(MENAFN- Jordan Times) Several agricultural companies in the south of the Kingdom are still operational and pumping underground water although their contracts with the government expired last year, a former water official said on Wednesday.
The agricultural companies in the Disi and Mudawara areas of Maan Governorate, near the border with Saudi Arabia, are technically still operational and are still using the Disi aquifer's water to irrigate their crops, according to Hazem Al Nasser, a water expert and former minister of water and irrigation.
The government's decision not to renew the contracts of the four agricultural companies last year was only "political", Nasser claimed, and was not enforced.

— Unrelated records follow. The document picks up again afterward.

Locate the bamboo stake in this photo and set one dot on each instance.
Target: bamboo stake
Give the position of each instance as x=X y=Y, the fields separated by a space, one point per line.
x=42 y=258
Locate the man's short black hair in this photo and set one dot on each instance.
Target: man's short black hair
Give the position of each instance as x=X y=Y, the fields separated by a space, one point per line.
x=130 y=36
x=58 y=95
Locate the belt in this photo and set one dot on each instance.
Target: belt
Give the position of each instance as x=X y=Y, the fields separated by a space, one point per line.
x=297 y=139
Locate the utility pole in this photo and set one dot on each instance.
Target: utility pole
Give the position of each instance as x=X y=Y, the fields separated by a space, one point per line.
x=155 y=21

"The companies are pumping 66 million cubic metres of water from the Disi aquifer in the south annually, costing the Kingdom JD30 million per year," the expert, who is also a former deputy, added.
Nasser was speaking at the sixth Jordanian Environment Conference, which opened on Tuesday to discuss some of Jordan's "hot" environmental issues, such as nuclear energy, the impact of climate change, water security and mega-projects, the green economy, and the conflict between natural resource exploitation and the protection of ecosystems, and concluded on Wednesday.
"Not only are the agricultural companies incurring losses for the country, they are also depleting groundwater and causing the contamination of the Disi aquifer, due to the use of pesticides and fertilisers," Nasser said in a paper discussing the Disi aquifer, which he called Jordan's last remaining supply of drinking water.
Controversy and protests against the agricultural companies in the south had been an issue of public debate for several years because the companies were not paying for water services and allegedly failed to uphold the terms of the contracts they signed with the government by planting crops other than cereals and fodder.
The agricultural companies in the south were established in the 1980s under 25-year contracts signed with the government. The contracts expired last year, and the government decided not to renew them in order to preserve the Disi aquifer's remaining water.
Participants in the conference on Wednesday raised questions about the safety of the water in the Disi aquifer, following reports claiming the water was contaminated with radioactive materials.
"The very term describing Disi water as contaminated due to radioactive materials is wrong. Radioactive substances occur naturally in water, rocks and soil around the world. If found in water, it can be easily treated with no repercussions on people's health," Nasser underlined.
A study released in 2009 claimed that Disi water was highly radioactive, but the Ministry of Water and Irrigation said the radioactivity was not a problem because the water would be diluted with equal amounts of water from other sources.